Merengue

Authentic Merengue is one of the simplest Latin dances to learn. The beat is clear and the rhythm constant. Merengue’s beauty is in its simple and ingenuous composition. Extravagant Cuban hip action is unnecessary (unlike other popular ballroom Latin dancers)
when dancing the Merengue. As with Bachata, (the other popular Dominican dance) the emphasis is on simplicity in step
patterns rather than drama and style. Turns are not done in abundance, and when they are used, Merengue’s turns are casual walking steps rather than the spin turns seen in Salsa. Interestingly, the unhurried steps of Merengue allow dancers to perform more difficult pretzel-like patterns that would require much more training in a dance like Salsa or Swing.
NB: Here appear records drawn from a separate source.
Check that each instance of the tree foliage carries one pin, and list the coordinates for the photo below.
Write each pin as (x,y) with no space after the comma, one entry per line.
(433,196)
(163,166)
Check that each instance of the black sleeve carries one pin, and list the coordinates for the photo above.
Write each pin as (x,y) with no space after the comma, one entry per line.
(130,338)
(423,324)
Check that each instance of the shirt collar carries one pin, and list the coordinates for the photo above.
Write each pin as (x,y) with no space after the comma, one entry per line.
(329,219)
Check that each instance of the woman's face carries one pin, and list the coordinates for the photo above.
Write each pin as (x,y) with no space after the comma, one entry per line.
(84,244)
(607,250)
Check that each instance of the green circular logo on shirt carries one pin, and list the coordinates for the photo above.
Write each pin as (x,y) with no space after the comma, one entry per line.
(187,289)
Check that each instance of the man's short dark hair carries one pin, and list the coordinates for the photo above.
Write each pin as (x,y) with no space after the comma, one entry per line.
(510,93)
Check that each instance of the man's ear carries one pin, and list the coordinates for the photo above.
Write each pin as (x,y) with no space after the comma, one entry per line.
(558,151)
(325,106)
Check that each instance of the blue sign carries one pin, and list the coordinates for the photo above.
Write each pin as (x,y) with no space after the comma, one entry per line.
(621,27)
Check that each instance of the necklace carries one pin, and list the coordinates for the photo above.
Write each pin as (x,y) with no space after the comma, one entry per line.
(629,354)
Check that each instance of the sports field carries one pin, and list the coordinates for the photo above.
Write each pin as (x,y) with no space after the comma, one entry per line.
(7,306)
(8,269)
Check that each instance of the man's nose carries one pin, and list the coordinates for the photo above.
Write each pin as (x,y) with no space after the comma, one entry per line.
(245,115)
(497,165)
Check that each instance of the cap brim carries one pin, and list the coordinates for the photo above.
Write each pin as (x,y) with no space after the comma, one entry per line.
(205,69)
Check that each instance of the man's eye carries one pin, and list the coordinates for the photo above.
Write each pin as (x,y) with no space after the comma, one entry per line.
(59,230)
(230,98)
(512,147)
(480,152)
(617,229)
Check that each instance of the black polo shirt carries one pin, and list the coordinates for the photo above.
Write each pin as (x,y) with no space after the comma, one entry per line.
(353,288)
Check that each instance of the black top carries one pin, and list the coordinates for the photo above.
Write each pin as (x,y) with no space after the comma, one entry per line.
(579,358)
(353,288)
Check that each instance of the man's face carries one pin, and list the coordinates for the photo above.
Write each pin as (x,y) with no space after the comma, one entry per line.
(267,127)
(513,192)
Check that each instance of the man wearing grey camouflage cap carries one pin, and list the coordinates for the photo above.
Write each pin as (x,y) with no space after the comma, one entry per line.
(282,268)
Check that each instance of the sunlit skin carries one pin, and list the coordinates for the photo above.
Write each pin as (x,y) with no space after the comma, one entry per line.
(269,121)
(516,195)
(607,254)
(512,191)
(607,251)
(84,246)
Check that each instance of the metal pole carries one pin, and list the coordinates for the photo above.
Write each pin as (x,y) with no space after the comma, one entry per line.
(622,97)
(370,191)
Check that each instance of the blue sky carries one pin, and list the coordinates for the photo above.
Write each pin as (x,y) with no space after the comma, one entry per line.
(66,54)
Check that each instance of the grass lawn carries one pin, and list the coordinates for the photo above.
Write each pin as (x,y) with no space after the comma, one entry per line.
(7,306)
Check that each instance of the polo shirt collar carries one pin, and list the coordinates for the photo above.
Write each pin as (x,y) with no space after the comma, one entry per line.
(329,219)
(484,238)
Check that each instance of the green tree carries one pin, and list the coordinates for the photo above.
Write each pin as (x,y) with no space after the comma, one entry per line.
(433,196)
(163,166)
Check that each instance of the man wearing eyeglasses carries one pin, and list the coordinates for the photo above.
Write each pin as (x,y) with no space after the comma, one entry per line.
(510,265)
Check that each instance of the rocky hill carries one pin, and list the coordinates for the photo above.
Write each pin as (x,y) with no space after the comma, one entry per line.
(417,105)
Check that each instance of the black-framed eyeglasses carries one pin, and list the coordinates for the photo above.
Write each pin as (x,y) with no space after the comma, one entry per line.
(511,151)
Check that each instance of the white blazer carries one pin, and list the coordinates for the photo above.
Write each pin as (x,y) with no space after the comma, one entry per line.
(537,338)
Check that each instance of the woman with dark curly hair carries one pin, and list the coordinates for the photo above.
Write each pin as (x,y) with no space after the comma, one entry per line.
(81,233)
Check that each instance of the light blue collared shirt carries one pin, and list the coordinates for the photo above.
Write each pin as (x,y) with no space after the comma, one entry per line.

Folklore and Legends surround the origins of this dance, which is sometimes referred to as the national dance of the Dominican Republic. The basic dance step appears as if one has a limp, or has a stiff leg that is being dragged to meet the other. While there are many interpretations of how the dance started, these two versions are the most common: One is that the dance began with slaves whose feet were chained and they were forced to drag one leg as they cut sugar cane to the beat of drums. The other is of a war hero who suffered from a leg wound, and when he was welcomed home with a victory celebration, everyone danced with a limp to honor him, as this was the only way he could dance.

The emphasis in Merengue is to go with the rhythm and mood of the music, the partnership, improvisation, and feel of the occasion, instead of focusing on flair and conventional patterns.

The Merengue is generally danced in a closed hold and the rhythm is 4/4 time – with Merengue you move with every beat.